You have to get viewers interested by creating some sort of problem. So that might be having a patient talk about how embarrassed she was when her dentures slipped out every time she laughed. Or it might be you talking about the pain people feel when they have gum disease. You must give viewers a reason to keep watching to see how that “problem” is corrected.
- Don’t belabor the problem.
Be succinct about the problem, explain the reasons it is a problem and what is at stake. Again, a patient is embarrassed because her dentures fly out when she laughs. Then she can explain how, over time, she stopped laughing in public and people stopped wanting to hang out with her. But if she goes on and on about it, the viewer turns it off.
- Solve the problems and give the benefits of coming to see you.
Here is the pay off. Here is where you reach resolution. Here is the happy ending. Here is where that patient says, “So I came to see Dr. Smith and he set me up with a new set of implants. Now I can laugh and smile and go back to being my old self.” Boom! An ending that was worth waiting for – and worth watching the whole video for.
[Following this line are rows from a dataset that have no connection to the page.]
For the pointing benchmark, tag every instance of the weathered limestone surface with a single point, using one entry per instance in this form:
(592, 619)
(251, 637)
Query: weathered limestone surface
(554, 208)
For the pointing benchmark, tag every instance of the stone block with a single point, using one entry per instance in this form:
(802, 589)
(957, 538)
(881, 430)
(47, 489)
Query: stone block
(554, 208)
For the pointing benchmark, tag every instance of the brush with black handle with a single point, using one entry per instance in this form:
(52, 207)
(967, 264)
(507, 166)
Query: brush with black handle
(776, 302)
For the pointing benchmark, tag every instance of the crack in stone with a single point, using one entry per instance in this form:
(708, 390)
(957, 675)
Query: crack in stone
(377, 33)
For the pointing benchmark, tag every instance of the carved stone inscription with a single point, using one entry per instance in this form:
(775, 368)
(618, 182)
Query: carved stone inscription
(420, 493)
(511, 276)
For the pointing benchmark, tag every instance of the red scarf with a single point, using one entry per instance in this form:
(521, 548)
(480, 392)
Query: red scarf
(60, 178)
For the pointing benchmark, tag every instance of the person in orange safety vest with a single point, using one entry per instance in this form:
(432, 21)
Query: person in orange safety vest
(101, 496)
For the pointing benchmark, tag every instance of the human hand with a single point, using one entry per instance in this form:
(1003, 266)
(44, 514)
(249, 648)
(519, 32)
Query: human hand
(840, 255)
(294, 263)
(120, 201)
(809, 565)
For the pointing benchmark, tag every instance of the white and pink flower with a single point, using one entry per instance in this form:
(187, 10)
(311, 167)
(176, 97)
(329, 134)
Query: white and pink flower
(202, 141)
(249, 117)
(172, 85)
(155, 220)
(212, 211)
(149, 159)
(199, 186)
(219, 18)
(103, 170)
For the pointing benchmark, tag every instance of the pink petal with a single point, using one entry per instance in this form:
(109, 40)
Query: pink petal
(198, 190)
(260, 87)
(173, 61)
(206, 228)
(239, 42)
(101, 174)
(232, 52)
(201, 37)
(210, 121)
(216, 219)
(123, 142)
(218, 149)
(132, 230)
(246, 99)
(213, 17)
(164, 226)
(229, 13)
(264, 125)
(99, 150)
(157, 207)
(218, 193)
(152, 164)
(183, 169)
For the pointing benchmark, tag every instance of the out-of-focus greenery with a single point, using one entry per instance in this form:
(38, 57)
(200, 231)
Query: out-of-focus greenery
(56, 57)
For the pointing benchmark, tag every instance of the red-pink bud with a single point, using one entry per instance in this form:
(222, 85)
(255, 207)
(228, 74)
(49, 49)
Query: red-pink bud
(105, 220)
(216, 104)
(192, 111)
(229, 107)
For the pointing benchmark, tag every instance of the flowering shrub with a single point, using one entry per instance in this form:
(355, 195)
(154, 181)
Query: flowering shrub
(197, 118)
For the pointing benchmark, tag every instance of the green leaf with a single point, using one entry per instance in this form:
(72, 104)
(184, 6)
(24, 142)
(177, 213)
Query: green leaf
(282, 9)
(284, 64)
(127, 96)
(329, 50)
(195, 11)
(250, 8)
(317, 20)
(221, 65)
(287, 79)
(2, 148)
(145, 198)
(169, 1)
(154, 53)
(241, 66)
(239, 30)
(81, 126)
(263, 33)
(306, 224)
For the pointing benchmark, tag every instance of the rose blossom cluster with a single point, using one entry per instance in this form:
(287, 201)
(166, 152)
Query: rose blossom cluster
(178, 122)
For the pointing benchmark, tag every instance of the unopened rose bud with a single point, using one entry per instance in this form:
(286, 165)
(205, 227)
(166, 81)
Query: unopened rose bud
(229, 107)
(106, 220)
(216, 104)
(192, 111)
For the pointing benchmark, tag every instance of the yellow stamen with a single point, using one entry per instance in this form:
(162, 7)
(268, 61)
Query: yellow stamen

There’s an art to creating effective and believable video. Sadly, we’ve discovered that few dentists have mastered that art. So, while it’s convenient to grab your SmartPhone and get a spontaneous testimonial from a happy patient, it doesn’t necessarily make good video, the kind that will motivate prospective patients to learn more about your practice. And ultimately become new patients.
This is one area where dentists should seriously consider outsourcing. Remember those statistics at the beginning of this post? A marketing medium with that kind of impact has the potential to go spectacularly WRONG. And you just don’t need that kind of negative attention when you’re working to grow your practice.